Figure 6. IFN-β inhibits production of CCL2 in peritoneal macrophage stimulated with heat-killed S. pneumoniae.

(A) Effect of treatment of peritoneal macrophages with poly-ICLC or IFN-β prior to stimulation with heat-killed strain P1121 on CCL2 production in culture supernatants as assessed by ELISA. (B) Levels of Ccl2 mRNA expression in P1121-stimulated peritoneal macrophages with the pretreatment indicated as analyzed by qRT-PCR. (C) Luciferase assay comparing NF-κB activity in Nod2-expressing 293T cells treated with MDP with or without pretreatment with poly-ICLC or IFN-β. Values are relative to empty vector controls and expressed as mean ± SD. *P < 0.05, **P < 0.01.

Figure 7. Pore formation by Ply contributes to type I IFN expression.
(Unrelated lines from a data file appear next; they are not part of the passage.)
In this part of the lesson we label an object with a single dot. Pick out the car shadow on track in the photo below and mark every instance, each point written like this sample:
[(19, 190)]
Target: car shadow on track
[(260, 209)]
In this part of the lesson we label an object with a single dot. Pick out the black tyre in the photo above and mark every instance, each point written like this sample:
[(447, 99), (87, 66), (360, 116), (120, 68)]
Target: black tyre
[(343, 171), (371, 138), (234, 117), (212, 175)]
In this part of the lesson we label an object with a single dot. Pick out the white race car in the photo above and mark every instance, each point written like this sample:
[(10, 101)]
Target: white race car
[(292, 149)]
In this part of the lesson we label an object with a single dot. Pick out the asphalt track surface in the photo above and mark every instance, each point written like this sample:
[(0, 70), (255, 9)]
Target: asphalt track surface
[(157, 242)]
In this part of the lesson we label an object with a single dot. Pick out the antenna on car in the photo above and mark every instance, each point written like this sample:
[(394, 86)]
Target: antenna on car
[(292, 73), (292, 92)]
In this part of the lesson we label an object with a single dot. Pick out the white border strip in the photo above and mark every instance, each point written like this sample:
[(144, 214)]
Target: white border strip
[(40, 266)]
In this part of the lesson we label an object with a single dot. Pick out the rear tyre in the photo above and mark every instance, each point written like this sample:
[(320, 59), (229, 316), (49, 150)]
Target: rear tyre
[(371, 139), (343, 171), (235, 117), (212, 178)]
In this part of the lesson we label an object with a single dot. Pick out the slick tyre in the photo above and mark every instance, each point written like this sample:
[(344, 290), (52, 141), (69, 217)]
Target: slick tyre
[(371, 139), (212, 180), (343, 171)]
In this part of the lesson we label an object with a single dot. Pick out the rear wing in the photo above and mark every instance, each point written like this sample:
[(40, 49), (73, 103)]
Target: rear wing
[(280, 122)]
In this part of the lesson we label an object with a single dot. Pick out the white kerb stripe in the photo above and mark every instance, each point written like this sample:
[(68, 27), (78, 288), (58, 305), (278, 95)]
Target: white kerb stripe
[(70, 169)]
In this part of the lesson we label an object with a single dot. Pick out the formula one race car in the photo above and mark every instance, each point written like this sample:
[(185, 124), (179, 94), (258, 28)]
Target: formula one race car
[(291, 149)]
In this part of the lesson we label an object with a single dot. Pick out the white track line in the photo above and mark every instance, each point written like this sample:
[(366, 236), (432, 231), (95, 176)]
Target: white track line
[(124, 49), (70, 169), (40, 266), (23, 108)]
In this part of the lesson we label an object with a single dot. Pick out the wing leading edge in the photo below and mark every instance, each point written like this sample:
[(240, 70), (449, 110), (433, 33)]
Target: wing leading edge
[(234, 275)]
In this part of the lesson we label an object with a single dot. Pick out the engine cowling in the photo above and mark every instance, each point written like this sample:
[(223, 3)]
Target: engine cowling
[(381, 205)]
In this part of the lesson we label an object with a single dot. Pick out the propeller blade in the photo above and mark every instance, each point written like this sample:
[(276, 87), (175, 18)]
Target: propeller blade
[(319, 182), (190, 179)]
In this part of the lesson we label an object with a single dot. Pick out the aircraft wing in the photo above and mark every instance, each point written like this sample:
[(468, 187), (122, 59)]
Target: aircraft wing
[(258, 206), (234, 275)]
(A) Levels of IFN-β mRNA determined by qRT-PCR in peritoneal macrophages following stimulation with heat-killed P1121 and isogenic mutants with a deletion of the entire ply (ply^–), with a W433F point mutant defective in pore formation (ply_W433F), or with ply restored in the deletion mutant (ply⁺). (B) The levels of IFN-β mRNA in URT lavages obtained from the mice coinfected with PR8 and the pneumococcal strain indicated were determined by qRT-PCR. (C) Comparison of the colonization density in URT lavages of WT mice singly infected or coinfected with the pneumolysin mutant indicated and PR8 at day 7 after influenza virus infection. Values represent mean ± SD. Horizontal lines indicate mean values. *P < 0.05.